The last confirmed population data for Connecticut was recorded during the 2010 Census, which revealed that the state had a total population of 3,574,097. The latest Census Bureau estimate took that number to 3,590,886, which makes Connecticut the 29th largest state in the United States.

Over the past couple of years, Connecticut has actually begun to see a decline in population numbers, currently losing .11% of its population per year. This makes the state one of just 7 that are seeing a decline beginning in 2016.

Connecticut Population Density and Area

The population density of Connecticut makes for some very interesting reading. Connecticut has a very small land mass -- just 5,543 square miles (14,357 square kilometers) making this only the 48th largest state in the Union by size.

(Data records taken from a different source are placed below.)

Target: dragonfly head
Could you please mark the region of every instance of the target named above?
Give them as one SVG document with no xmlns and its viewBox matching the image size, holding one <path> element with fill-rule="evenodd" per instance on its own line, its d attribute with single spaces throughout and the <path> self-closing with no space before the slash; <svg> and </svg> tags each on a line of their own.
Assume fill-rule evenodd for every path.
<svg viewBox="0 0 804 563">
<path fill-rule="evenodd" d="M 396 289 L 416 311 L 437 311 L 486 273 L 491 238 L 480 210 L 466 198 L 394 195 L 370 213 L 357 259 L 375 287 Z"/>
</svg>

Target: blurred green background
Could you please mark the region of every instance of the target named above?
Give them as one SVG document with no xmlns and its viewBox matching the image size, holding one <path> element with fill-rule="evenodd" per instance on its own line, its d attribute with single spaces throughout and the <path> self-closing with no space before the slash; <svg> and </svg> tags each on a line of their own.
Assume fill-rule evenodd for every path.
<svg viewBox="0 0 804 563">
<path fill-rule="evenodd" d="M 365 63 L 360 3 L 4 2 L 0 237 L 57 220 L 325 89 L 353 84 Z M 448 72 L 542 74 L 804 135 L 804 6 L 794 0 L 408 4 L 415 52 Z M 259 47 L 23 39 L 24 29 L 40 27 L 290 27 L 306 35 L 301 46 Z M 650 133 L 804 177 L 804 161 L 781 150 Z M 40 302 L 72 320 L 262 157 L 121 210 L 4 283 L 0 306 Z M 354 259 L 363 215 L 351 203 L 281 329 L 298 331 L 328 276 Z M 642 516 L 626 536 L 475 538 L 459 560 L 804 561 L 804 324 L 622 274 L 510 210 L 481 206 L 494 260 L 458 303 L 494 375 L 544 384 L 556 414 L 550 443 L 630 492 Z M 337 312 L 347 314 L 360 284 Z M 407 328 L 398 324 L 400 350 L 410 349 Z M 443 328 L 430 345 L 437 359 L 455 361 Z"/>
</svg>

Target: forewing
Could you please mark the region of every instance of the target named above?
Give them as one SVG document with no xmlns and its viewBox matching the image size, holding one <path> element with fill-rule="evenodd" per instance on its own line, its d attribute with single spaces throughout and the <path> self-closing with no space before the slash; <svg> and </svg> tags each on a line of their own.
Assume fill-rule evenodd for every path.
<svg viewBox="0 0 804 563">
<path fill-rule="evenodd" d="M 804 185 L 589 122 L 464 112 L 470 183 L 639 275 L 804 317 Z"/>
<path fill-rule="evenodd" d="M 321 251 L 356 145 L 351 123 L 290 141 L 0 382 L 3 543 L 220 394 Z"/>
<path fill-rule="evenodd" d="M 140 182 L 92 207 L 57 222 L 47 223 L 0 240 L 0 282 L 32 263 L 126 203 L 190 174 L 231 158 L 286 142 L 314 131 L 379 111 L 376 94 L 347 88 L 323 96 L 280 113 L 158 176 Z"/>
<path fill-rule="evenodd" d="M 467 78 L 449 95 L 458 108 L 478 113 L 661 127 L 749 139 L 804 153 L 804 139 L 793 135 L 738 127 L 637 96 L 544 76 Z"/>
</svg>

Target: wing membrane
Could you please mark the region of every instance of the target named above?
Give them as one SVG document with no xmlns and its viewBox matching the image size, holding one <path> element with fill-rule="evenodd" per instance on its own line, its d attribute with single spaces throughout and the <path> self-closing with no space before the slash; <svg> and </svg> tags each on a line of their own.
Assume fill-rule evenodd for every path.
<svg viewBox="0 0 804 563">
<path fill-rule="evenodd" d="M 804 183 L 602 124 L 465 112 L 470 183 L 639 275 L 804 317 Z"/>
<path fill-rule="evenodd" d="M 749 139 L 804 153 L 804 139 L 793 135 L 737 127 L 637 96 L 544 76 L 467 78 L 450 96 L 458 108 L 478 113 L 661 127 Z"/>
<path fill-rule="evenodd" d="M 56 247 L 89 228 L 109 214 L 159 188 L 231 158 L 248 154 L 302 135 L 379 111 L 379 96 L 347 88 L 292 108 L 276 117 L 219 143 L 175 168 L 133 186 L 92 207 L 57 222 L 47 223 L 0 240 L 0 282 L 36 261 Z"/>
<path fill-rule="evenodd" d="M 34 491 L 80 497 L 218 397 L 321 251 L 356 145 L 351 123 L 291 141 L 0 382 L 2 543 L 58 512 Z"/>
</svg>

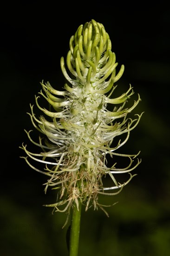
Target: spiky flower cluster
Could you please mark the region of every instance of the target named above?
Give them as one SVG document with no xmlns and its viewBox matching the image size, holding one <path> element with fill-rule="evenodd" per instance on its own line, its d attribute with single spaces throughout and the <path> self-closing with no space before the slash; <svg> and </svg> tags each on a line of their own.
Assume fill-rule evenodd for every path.
<svg viewBox="0 0 170 256">
<path fill-rule="evenodd" d="M 142 115 L 137 115 L 137 119 L 133 120 L 127 118 L 140 101 L 138 95 L 131 107 L 125 108 L 134 93 L 131 85 L 119 97 L 110 98 L 124 66 L 121 66 L 116 74 L 118 63 L 102 24 L 92 20 L 81 25 L 70 39 L 70 49 L 66 66 L 64 58 L 61 58 L 61 70 L 68 82 L 64 85 L 64 90 L 53 88 L 48 82 L 41 83 L 42 90 L 39 93 L 49 103 L 48 109 L 40 107 L 40 96 L 35 96 L 37 107 L 48 117 L 41 115 L 37 119 L 31 105 L 31 121 L 45 139 L 39 137 L 39 141 L 34 142 L 30 131 L 26 132 L 31 141 L 40 148 L 40 152 L 31 153 L 24 144 L 21 148 L 27 155 L 24 158 L 29 165 L 48 176 L 45 192 L 48 187 L 57 189 L 57 202 L 46 206 L 68 212 L 74 202 L 78 209 L 80 202 L 85 204 L 86 210 L 92 204 L 94 209 L 98 206 L 103 208 L 98 202 L 99 194 L 116 195 L 131 181 L 134 175 L 130 172 L 141 162 L 137 159 L 136 164 L 132 164 L 133 159 L 138 154 L 123 155 L 115 151 L 127 141 L 130 131 Z M 113 106 L 112 111 L 107 109 L 109 103 Z M 112 147 L 115 138 L 123 134 L 127 135 L 125 139 Z M 129 158 L 129 164 L 123 168 L 117 168 L 115 163 L 108 167 L 107 155 L 113 159 L 115 155 Z M 45 165 L 44 170 L 33 167 L 29 159 Z M 129 173 L 129 179 L 123 184 L 117 182 L 114 175 L 125 173 Z M 106 175 L 113 182 L 111 187 L 104 187 L 103 178 Z"/>
</svg>

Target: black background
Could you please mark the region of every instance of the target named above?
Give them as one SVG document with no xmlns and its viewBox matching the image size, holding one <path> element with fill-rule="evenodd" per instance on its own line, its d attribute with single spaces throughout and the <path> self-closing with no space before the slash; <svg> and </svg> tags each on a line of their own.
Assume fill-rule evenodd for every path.
<svg viewBox="0 0 170 256">
<path fill-rule="evenodd" d="M 40 82 L 61 89 L 60 67 L 71 36 L 92 19 L 102 23 L 120 67 L 125 71 L 117 90 L 131 83 L 142 101 L 134 114 L 144 112 L 124 145 L 124 153 L 141 150 L 141 164 L 126 188 L 100 210 L 83 209 L 79 256 L 170 256 L 170 13 L 163 2 L 76 3 L 48 1 L 7 2 L 0 10 L 1 199 L 2 256 L 65 256 L 66 216 L 52 215 L 42 205 L 46 177 L 20 158 L 33 128 L 26 112 L 35 104 Z"/>
</svg>

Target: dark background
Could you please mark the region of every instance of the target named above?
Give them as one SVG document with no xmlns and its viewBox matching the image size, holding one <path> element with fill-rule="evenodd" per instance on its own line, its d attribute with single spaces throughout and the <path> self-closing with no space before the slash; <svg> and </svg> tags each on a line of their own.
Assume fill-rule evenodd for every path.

However, Connecticut crams a significant number of citizens into its surface area. The terrain is very flat, and very few areas of the state are inhospitable. As a result, there are an impressive 738.1 people for every square mile (285 per square kilometer), and this ranks Connecticut at 4th place in terms of population density.

The largest city in Connecticut is Bridgeport, with a population of 143,628 people. The largest county in the state by population is Fairfield, with a population of 949,921. See below for interactive graphs and charts for more information on the projected growth in these areas.

Connecticut Gender and Religion Statistics

The median age in Connecticut is 40.6 years, and carries a small gender gap of 51.2% female and 48.8% male individuals in the total state population.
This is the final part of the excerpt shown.